In terms of economics, Singapore is in shambles. The numerous billion-dollar projects like Garden By the Bay, casinos and Changi Airport Jewel are guzzling cash by the days with zero tourist revenue. Lee Hsien Loong’s favourite waterfall at the Jewel was also shut down. The PAP government was forced to shut down Airport Terminal 2, and Transport Minister Khaw Boon Wan hinted that he might shut down Terminal 3 as well.
S$60 billion has been spent thus far, with more heavy spending coming up “if this continues”, according to Finance Minister Heng Swee Keat. The PAP government is running up undisclosed debts in tens of billions, and chalking up losses through panic selling via Temasek Holdings and GIC to raise funding for the reckless government budget.
Lockdowns are effective worldwide, but unlike bigger countries with their own domestic economy, the Singapore government is now cornered.
Cornered into bankruptcy that is. How long can you last?
It is a catch-22 situation, remove the lockdown, allow tourists to come in and the number of new infection rise again. Unlike Australia, Singapore cannot survive without tourists. There is no value in its export if its manufacturing costs is higher than countries like Vietnam and Malaysia. With no more access to cheap labour, Singapore’s manufactured exports is uncompetitive.

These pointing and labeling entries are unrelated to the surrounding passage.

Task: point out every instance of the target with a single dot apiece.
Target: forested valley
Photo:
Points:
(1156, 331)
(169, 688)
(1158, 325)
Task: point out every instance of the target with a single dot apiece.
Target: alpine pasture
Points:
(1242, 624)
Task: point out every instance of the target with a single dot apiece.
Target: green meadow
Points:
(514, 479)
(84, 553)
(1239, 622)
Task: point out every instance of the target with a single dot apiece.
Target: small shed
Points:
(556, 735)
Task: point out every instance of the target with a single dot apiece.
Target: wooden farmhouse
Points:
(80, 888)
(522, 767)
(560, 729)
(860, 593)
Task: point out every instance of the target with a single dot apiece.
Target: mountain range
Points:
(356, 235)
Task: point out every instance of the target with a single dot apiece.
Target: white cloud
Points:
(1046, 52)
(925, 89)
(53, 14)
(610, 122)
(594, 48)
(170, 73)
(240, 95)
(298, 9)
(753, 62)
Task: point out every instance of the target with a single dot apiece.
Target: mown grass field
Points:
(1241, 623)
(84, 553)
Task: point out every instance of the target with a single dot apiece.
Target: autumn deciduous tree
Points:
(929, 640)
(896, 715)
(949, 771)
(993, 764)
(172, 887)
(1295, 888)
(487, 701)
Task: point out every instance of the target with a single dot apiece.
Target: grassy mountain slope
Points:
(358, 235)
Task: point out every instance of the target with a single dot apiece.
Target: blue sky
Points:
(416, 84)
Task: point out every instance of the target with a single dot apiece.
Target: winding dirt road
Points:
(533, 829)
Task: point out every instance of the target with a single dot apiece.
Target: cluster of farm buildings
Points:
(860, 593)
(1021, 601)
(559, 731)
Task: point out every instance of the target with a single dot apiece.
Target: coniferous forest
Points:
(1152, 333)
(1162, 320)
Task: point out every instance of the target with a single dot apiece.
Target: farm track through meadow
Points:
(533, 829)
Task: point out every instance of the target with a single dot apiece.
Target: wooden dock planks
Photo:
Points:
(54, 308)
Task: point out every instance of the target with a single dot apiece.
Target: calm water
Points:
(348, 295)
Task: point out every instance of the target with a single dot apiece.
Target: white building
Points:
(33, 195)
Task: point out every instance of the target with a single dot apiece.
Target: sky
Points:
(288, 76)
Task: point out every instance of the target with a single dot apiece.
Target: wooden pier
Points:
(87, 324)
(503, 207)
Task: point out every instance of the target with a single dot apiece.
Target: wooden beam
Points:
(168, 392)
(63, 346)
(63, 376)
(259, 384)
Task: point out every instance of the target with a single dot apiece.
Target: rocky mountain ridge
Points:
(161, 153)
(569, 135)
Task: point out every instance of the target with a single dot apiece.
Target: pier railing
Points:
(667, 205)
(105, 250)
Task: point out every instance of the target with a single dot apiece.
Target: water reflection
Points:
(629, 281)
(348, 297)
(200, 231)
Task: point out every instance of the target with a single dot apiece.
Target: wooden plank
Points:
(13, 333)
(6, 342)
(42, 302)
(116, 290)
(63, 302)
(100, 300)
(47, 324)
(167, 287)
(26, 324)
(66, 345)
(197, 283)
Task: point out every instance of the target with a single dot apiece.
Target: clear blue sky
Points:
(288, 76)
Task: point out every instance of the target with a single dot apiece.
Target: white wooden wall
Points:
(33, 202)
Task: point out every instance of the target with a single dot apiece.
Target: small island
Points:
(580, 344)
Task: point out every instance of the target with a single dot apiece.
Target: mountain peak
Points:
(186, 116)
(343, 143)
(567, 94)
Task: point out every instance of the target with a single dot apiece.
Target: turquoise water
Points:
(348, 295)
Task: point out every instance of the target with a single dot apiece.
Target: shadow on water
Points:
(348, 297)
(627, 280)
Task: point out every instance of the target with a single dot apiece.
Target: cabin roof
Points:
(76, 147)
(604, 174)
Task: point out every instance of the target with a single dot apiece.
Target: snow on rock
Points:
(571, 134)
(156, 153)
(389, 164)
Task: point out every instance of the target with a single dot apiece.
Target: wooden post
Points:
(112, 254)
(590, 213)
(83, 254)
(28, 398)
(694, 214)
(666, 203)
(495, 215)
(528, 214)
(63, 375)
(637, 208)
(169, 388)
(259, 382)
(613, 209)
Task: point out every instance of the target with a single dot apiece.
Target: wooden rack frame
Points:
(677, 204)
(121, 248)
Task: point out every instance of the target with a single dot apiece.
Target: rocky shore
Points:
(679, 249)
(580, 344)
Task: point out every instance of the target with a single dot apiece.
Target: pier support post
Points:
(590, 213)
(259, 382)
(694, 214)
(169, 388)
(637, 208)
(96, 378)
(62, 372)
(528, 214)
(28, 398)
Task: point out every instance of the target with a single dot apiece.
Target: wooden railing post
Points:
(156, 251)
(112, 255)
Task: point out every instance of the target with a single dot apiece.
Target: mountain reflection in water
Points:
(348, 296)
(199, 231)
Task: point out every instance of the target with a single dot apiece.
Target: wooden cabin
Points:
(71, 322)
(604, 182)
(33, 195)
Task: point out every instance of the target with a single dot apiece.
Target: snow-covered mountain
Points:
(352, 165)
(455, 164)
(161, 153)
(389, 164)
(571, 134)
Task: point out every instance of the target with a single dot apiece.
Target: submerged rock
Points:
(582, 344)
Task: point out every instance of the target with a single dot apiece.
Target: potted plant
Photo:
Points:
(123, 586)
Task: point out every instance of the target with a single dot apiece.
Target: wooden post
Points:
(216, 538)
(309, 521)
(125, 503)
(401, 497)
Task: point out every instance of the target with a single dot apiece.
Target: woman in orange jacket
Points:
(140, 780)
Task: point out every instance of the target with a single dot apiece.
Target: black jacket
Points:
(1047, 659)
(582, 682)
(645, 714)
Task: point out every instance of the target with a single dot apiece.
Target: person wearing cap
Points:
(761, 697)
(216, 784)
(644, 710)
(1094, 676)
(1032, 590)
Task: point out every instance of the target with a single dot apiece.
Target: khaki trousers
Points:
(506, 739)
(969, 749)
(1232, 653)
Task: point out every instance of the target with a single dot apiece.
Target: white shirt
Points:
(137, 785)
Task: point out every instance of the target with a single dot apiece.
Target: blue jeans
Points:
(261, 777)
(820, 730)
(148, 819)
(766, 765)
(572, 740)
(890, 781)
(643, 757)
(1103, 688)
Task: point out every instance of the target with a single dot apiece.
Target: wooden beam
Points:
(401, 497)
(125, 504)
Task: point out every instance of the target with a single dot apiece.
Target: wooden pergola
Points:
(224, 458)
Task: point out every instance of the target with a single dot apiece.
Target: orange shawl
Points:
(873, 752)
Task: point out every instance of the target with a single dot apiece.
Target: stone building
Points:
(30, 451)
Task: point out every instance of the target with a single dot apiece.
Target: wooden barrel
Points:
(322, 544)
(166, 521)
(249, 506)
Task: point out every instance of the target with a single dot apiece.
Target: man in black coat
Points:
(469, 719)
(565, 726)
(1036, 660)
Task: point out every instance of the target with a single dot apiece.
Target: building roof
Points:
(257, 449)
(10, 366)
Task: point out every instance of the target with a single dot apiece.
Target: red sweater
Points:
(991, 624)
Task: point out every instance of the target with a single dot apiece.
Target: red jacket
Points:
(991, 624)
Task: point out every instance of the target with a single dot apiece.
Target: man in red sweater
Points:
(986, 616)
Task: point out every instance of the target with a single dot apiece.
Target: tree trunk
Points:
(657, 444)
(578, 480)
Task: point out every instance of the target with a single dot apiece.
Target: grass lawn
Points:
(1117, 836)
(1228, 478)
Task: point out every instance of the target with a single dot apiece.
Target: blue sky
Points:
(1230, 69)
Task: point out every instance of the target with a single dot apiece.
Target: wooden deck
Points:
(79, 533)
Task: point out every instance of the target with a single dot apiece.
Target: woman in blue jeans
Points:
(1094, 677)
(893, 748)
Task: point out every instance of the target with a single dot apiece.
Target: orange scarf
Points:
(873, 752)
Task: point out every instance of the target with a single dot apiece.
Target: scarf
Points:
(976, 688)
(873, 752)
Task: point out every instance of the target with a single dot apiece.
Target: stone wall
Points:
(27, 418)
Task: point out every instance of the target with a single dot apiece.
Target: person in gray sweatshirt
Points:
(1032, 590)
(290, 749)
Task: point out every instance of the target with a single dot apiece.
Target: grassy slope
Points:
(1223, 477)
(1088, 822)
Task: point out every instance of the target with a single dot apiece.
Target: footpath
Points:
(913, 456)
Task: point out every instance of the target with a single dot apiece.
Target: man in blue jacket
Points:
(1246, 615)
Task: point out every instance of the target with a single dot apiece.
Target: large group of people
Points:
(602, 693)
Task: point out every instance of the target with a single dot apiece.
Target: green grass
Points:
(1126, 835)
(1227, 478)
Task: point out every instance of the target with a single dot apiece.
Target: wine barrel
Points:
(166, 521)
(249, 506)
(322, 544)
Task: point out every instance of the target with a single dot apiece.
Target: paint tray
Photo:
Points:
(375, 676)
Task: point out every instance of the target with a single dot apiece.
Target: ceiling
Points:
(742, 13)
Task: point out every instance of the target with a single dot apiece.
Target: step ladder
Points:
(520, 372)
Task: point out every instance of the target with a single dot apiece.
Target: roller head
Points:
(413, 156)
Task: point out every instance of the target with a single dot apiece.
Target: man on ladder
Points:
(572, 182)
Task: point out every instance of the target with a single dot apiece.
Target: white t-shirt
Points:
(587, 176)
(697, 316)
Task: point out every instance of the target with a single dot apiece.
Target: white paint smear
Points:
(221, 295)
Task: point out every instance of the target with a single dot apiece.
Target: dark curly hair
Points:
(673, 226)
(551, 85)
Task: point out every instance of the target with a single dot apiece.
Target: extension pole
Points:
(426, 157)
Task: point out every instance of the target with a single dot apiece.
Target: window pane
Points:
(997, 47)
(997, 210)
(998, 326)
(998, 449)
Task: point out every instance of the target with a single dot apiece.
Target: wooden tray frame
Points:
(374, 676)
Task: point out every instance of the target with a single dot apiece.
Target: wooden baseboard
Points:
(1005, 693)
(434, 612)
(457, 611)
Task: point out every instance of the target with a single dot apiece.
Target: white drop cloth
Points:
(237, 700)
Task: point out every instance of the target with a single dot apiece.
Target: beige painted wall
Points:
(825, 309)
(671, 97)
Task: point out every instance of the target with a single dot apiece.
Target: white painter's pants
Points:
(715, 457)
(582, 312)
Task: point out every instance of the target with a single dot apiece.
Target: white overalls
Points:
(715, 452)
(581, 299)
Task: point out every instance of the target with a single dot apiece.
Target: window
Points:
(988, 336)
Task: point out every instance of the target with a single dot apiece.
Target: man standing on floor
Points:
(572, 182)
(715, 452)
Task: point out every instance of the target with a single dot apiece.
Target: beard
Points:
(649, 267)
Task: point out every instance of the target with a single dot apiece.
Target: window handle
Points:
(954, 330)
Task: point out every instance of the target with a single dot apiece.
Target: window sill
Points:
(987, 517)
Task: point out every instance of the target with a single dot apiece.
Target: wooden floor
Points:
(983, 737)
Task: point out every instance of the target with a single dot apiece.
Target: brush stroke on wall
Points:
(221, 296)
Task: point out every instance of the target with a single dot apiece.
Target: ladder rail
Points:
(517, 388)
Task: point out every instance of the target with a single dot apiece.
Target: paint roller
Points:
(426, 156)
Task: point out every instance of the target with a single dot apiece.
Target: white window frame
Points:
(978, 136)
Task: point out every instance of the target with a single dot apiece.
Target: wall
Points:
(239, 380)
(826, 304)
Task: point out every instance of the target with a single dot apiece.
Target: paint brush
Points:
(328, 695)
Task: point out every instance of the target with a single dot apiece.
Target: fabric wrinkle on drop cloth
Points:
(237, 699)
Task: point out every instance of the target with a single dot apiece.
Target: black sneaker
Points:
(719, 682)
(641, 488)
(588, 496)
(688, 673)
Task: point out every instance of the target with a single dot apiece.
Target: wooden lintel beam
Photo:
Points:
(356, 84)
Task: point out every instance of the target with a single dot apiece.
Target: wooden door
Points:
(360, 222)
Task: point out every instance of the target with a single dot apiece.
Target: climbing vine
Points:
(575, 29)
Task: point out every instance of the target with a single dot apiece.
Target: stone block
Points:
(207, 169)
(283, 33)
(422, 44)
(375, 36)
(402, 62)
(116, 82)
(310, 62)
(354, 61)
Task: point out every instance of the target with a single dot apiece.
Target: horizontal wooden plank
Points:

6 months of lockdown, and multi-national companies will start relocating out of Singapore. The damage will then be permanent because they are not coming back even after the virus is over.
The future has been set in stone as above, unless Singapore find a solution to live with the virus. Considering the incompetency of the corrupted PAP dictatorship, it is unlikely the low IQ breed of Heng Swee Keat and Chan Chun Sing are able to find any solution. All they know – and I can fairly assure you this will definitely happen – is to play the blame game faulting other countries for not opening up.
I do have a solution, but again I have no duty to provide them to the totalitarian dictatorship. I am after all not a MP or a Minister, and I weld no political power. Come this General Election, Singaporeans should make the choice to either continue living in subservience to Lee Hsien Loong and suffer under a pompous regime that has no solution, or select a new brilliant leadership that bases decisions on rationalism and pragmatism.